Il n’y a pas de mots pour décrire la terreur que cette vision m’a inspirée. J’en éprouve encore aujourd’hui un profond dégoût, et pourtant…
Nietzsche avait raison lorsqu’il disait qu’à force de plonger trop longtemps notre regard dans l’abîme, c’est l’abîme qui entre en nous. Ces abîmes silencieux ont capturé une part de moi ce jour-là. Un petit morceau de mon être qui s’est perdu tout au fond de l’océan, comme le corps de ma mère englouti à jamais. Ma fascination surpassait ma terreur. Je venais de découvrir qu’un autre monde gisait sous mes pieds ; un univers impitoyable dans son infini, son obscurité, sa froideur, trop grand pour que je puisse à nouveau l’ignorer. Je ne pouvais tout simplement pas retourner à la surface et reprendre ma vie comme si je ne l’avais jamais vu. Je ne le voulais pas. Une partie de moi était attirée par toute cette laideur, comme l’instinct qui nous pousse à plonger tout droit dans le précipice. Je contemplais l’étendue sans fin de l’océan, et j’y décelais un monde caché loin du regard des hommes, loin des étoiles et de la lumière du soleil, un monde rempli de mystères formidables et d’abysses sans fond qui ne demandaient qu’à être découverts, explorés, rêvés. Un monde plein de possibilités. Plus que la surface ne m’en offrirait jamais.

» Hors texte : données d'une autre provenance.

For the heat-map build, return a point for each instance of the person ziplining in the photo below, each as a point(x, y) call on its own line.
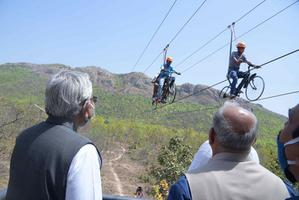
point(164, 75)
point(164, 83)
point(236, 58)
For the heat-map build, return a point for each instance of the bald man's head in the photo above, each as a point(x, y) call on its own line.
point(235, 127)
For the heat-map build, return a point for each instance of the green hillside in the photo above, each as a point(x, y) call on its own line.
point(121, 118)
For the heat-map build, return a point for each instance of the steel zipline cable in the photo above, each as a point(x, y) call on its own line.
point(176, 35)
point(153, 36)
point(225, 45)
point(278, 95)
point(217, 35)
point(217, 106)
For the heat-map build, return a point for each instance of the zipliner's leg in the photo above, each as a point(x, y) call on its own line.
point(233, 75)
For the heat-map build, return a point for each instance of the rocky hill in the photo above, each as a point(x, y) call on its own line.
point(130, 83)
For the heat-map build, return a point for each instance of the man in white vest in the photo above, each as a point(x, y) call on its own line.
point(230, 174)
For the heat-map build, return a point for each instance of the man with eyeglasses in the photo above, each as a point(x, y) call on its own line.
point(50, 160)
point(288, 150)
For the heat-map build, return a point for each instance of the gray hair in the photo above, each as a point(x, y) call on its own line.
point(64, 93)
point(227, 137)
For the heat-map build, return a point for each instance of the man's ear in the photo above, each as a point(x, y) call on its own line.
point(212, 135)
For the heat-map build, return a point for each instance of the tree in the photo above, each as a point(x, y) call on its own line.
point(173, 160)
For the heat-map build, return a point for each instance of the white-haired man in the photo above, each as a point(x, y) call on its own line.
point(230, 174)
point(50, 160)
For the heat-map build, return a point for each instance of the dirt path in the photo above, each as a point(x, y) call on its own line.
point(118, 184)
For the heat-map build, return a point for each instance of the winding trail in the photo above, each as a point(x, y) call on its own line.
point(116, 178)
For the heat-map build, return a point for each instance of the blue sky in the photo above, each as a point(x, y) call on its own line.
point(111, 34)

Je dois ma survie à un petit groupe de pêcheurs qui croisaient par hasard près de moi. Dans l’excitation du moment, j’avais abandonné toute notion du temps. J’avais plongé si profondément et pendant tellement longtemps que j’avais perdu connaissance. Je me sentais bien, là, sous l’eau. Avant le suicide de ma mère, j’étais déjà un enfant des flots. Je ne ratais jamais une occasion de nager des heures aux abords de Tahiti. Je m’étais même déjà fait remarquer pour ma rapidité et mes aptitudes en apnée. Jamais je n’étais plus épanoui que dans l’eau. À présent que ma mère était morte, plus rien ne me retenait sur terre. L’océan paraissait être le refuge idéal, celui qu’elle-même s’était choisi, après tout. Je ne voulais pas repartir. Je n’avais pas conscience de la brûlure dans mes poumons, ni du liquide qui s’y insinuait. Peut-être que c’était là ma place, en fin de compte. Peut-être qu’au cœur des ténèbres, je finirais par la retrouver.

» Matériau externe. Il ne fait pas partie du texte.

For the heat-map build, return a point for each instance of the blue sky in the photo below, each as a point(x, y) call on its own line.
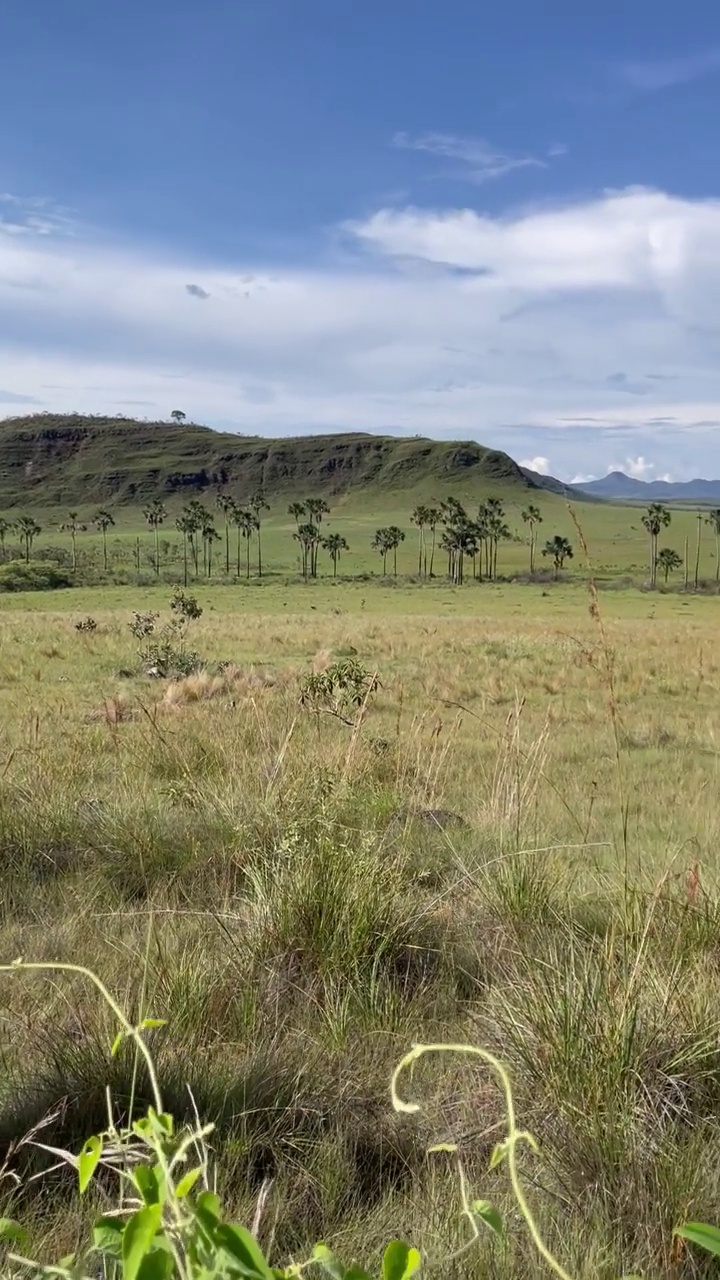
point(294, 215)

On m’a repêché alors que j’étais presque mort. Selon les pêcheurs, j’aurais déjà dû l’être. Mon père est arrivé en catastrophe à l’hôpital, et, comme à son habitude, a déclenché un scandale jusqu’à ce qu’on lui permette de m’ausculter lui-même. Le grand Henri Luzarche. Ethnologue et médecin de son état, détenteur du prix Nobel.
Ce jour-là, il ne m’a infligé aucun sermon. Il ne m’a pas interdit de retourner dans l’eau. Il m’a simplement demandé pourquoi j’étais allé me perdre si loin au large, et pourquoi j’avais plongé. J’ai dit que ce n’était qu’un accident, que je ne m’étais pas rendu compte de la distance. La vérité, je ne pouvais pas la lui avouer. Je n’avais fait que répondre à un appel irrépressible. Quelque chose enfoui au fond de l’océan, au fond de moi, qui peut-être avait toujours été là, et qui ne se détacherait jamais. L’appel de l’eau.

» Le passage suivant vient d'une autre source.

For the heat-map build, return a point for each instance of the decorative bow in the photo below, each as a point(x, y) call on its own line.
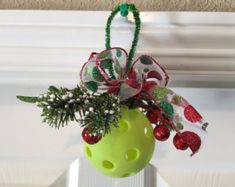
point(108, 71)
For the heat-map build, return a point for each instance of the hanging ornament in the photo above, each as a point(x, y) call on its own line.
point(118, 136)
point(161, 132)
point(127, 149)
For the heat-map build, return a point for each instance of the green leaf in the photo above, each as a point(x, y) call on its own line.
point(168, 108)
point(146, 60)
point(53, 89)
point(118, 53)
point(27, 99)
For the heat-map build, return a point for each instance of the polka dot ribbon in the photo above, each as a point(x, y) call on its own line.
point(108, 71)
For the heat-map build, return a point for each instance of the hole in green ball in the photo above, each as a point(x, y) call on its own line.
point(88, 152)
point(127, 174)
point(132, 154)
point(123, 126)
point(147, 132)
point(107, 164)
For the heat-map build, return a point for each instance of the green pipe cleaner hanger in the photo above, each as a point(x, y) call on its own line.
point(124, 9)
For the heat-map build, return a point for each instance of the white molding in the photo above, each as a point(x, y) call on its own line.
point(49, 47)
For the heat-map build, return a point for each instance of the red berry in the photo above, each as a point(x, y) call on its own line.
point(193, 140)
point(90, 139)
point(192, 114)
point(161, 132)
point(154, 116)
point(179, 142)
point(187, 139)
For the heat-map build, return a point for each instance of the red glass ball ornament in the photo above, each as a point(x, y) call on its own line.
point(187, 139)
point(179, 142)
point(192, 140)
point(192, 114)
point(154, 116)
point(161, 132)
point(90, 139)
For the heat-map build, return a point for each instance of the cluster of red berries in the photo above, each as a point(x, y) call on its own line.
point(181, 141)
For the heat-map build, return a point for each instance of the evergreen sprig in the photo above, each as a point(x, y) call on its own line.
point(61, 105)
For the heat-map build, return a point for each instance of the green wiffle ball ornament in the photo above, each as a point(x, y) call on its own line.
point(127, 149)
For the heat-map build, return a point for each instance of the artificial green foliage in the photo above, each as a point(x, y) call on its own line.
point(61, 105)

Vingt ans plus tard, je le ressens encore. Il y a bien longtemps que j’ai quitté les rivages de Tahiti, mais le Pacifique lui ne m’a jamais quitté. Je le contemple à nouveau aujourd’hui, allongé à plat ventre sur le pont transparent de mon bateau, tandis que je dérive sans but sous un soleil de plomb. J’ai réalisé mon rêve d’enfant : l’abîme pour seul horizon. Si je me concentre suffisamment fort, j’ai presque l’impression de ne faire plus qu’un avec lui. Le remous des vagues, l’odeur fraîche et saline des embruns. Avec un peu d’imagination, je pourrais même croire que je respire sous l’eau, libre d’arpenter les infinies richesses de ce monde fantasmé, de plonger loin sous la surface, jusqu’à ces profondeurs inaccessibles…
Les eaux que j’explore aujourd’hui sont beaucoup plus noires que celles de Tahiti. Les rayons du soleil y pénètrent pour jouer avec les poissons l’espace de quelques mètres, après quoi, la fosse des Mariannes les avale. Heureusement, je dispose maintenant d’un matériel plus élaboré qu’un simple masque :
— Orpheus à Achéron, j’appelle en décrochant ma radio.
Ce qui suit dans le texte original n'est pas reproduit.